Neat idea. The debit card pin bit does not seem feasible though, at least in a brute force setting - finding out a 6 digit pin, showing each number for 1 second, takes > 11 days in the worst case.
But in any case showing pins that way wouldn't work anyway - most people have a muscle memory for their pins, but would not recognize them when written down.
I recently got a new card and remembered the PIN spatially. After a few times of typing it in I realised that, though I was typing the digits of the new PIN, I was subvocalising the digits of my old PIN. It was a really odd sensation.
Having said that, I would recognise both PINs as both a string of digits and as a spatial sequence... so that would probably just be another attack vector.
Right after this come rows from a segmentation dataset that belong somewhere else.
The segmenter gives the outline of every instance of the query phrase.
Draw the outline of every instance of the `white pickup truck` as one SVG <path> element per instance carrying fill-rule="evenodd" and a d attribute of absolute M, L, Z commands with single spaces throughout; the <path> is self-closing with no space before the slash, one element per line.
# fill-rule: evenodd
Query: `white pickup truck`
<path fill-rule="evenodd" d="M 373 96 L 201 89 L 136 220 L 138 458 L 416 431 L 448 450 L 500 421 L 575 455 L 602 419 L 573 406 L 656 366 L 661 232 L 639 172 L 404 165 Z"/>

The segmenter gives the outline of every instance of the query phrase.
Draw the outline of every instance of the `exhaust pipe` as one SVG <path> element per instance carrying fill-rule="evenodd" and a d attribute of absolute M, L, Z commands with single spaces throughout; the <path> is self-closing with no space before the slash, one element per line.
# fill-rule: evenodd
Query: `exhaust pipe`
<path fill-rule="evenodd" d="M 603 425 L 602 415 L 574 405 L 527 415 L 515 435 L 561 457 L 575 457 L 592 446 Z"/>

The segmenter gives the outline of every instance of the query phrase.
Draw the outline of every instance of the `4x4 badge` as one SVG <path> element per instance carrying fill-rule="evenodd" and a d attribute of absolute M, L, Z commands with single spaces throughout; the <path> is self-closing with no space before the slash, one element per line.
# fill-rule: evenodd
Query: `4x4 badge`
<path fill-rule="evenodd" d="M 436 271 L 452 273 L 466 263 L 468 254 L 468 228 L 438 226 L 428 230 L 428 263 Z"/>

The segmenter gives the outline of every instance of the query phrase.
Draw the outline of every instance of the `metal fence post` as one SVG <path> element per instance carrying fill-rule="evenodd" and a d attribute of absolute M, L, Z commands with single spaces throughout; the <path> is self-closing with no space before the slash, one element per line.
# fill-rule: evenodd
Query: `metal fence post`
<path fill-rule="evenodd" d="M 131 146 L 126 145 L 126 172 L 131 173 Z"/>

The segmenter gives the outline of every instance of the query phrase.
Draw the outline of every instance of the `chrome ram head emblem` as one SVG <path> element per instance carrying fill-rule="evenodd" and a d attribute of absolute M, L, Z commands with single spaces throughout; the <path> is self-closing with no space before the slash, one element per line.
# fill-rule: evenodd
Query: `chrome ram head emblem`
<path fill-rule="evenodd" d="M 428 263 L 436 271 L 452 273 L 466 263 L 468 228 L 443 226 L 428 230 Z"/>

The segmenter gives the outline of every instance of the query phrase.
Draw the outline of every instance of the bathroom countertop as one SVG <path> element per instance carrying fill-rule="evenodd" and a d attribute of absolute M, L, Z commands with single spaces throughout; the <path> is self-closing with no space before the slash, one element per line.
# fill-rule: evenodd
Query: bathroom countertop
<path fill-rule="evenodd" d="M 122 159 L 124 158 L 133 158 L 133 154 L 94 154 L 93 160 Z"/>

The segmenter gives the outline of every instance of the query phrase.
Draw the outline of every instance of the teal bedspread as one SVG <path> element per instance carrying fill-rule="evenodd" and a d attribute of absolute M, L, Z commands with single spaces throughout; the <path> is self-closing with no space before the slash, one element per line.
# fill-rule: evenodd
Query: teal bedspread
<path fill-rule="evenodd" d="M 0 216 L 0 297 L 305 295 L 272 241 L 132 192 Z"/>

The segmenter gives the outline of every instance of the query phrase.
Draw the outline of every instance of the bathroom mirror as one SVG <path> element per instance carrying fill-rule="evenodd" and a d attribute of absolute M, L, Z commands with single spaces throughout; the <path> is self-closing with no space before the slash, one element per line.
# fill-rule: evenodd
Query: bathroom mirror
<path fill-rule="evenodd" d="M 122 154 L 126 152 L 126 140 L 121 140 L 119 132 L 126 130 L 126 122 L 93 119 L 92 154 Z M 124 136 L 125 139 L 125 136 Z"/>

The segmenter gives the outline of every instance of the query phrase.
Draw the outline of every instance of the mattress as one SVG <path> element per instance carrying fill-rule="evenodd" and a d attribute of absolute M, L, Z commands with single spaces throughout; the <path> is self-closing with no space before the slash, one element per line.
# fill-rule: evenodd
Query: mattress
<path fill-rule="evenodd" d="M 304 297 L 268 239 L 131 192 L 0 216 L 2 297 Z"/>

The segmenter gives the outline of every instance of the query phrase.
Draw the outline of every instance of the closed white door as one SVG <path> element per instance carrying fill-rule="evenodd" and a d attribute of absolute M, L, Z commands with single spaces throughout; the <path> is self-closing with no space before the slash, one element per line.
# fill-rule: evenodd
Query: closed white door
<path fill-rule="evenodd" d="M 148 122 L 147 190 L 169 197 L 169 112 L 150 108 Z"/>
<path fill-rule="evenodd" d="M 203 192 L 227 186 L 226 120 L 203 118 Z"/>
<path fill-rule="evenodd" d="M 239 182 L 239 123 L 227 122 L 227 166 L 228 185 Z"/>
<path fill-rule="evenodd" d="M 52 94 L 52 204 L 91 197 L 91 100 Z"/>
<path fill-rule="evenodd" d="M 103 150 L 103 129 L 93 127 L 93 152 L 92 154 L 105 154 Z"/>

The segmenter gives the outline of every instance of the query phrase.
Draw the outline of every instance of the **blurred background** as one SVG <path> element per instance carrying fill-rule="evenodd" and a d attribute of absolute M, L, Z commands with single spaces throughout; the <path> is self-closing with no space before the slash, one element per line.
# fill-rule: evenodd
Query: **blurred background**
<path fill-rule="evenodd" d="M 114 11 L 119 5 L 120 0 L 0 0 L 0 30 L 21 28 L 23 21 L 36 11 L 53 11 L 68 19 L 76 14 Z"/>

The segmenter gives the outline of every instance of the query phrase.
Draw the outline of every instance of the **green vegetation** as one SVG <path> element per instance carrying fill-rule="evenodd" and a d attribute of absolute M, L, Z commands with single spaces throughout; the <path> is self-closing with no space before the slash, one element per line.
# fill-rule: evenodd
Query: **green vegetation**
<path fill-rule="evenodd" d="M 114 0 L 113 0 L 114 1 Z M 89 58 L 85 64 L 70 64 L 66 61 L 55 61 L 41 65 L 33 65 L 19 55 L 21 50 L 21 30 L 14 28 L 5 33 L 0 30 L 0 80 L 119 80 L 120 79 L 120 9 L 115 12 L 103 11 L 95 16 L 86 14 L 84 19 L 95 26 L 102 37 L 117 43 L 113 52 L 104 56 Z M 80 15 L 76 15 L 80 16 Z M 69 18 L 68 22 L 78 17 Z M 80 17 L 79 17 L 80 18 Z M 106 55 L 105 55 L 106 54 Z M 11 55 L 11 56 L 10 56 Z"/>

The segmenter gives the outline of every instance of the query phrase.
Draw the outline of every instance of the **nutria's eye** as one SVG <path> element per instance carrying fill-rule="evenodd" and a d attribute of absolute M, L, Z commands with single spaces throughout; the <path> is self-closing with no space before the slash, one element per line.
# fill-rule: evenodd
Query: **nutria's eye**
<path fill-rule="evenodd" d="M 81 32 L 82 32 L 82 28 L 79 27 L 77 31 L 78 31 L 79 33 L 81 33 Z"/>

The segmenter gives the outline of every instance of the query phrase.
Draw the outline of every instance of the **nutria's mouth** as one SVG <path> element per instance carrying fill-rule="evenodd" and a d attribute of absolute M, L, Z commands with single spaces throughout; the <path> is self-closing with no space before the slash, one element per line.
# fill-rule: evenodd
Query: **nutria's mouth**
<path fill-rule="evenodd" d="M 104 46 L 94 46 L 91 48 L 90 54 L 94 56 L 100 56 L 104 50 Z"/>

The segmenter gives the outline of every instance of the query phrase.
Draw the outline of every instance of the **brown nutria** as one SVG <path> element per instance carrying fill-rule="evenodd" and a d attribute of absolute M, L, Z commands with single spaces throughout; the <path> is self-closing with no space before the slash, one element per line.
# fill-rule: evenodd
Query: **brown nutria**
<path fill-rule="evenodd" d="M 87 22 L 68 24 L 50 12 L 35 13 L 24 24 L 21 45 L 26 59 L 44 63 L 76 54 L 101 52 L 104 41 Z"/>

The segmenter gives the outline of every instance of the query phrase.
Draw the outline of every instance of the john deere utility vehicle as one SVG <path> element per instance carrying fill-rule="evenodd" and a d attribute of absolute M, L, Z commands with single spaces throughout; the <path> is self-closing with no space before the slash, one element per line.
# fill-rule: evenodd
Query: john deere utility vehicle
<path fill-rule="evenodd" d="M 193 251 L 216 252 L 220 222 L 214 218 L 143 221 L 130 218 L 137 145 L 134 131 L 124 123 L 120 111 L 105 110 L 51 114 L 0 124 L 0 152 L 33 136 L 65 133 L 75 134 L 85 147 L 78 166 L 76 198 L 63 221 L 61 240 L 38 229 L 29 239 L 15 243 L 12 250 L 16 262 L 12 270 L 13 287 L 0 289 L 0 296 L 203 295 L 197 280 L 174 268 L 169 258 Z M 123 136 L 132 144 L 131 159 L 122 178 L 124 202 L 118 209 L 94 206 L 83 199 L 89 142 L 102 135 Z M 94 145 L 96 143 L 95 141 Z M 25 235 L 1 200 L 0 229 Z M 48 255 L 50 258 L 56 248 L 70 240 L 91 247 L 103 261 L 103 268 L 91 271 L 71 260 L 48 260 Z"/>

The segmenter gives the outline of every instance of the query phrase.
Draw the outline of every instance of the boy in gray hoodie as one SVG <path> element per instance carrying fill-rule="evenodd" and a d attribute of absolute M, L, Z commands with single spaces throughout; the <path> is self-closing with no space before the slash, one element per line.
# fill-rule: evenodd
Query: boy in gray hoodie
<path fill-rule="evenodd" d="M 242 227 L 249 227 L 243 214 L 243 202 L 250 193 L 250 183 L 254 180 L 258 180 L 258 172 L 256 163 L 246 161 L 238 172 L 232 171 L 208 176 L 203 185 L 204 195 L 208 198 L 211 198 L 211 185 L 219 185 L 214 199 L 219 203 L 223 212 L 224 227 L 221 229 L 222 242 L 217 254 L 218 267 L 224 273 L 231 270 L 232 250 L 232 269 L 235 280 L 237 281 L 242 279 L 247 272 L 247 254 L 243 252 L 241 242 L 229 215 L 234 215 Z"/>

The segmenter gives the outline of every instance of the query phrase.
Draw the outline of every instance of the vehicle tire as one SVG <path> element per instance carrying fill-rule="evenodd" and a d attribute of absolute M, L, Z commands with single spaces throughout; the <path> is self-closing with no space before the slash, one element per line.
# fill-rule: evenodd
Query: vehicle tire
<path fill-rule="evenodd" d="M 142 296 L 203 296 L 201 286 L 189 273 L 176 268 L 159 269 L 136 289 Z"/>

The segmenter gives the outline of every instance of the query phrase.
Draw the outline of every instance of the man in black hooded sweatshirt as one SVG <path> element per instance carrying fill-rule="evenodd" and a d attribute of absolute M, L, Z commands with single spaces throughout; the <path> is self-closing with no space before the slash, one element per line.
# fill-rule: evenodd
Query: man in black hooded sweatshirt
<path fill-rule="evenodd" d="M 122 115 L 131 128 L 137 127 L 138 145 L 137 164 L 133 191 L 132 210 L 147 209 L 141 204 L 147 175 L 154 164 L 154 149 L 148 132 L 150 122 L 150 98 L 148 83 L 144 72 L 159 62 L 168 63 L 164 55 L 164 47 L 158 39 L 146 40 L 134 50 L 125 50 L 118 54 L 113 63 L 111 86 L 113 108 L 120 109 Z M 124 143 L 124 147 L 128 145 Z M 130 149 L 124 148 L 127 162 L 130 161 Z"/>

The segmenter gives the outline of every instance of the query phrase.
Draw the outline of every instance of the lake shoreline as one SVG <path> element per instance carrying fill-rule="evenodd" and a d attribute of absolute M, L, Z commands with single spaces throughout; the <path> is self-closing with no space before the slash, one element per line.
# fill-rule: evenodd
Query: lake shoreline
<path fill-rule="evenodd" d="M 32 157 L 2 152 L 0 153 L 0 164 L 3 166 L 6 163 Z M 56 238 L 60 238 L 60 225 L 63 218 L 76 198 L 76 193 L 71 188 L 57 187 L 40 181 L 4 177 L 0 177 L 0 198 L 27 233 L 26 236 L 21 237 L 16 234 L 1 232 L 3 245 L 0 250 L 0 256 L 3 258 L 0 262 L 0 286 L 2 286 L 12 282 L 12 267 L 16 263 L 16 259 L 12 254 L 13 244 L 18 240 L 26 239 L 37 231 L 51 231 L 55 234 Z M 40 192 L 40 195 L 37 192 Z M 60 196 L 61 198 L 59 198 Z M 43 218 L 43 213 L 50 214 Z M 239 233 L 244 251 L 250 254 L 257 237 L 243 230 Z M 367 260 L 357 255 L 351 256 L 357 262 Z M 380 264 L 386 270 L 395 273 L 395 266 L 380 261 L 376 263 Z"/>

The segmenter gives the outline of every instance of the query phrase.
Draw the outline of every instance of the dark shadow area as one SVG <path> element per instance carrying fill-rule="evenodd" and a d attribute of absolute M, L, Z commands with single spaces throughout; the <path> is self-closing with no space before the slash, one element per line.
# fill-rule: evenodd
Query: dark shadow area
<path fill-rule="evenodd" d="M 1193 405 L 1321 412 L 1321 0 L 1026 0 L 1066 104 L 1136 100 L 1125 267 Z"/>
> I realised that, though I was typing the digits of the new PIN, I was subvocalising the digits of my old PIN.
I trained myself to do this on purpose; subvocalising a different number. If I'm drugged out in a hospital bed and someone asks for my CC PIN, I want them to get an incorrect number.
You get a bunch of positives and check/bruteforce afterwards. This system couldn't distinguish my creditcard PIN from my office alarm PIN code, but it can give a shortlist to try.
No, since all isolated digits would have similar responses. The attack vector is not "is x your PIN?" but it's "is pattern xyzw meaningful to your brain whatsoever?"
My reading of the article is that if you show someone something that is significant to them, such as "Is the first digit of your PIN the number 1?", then it'll trigger a measurable response, and the first graph in the article is "1st digit PIN"
So I'm not sure where you're reading that it wouldn't work using the single digit approach.
But in any case showing pins that way wouldn't work anyway - most people have a muscle memory for their pins, but would not recognize them when written down.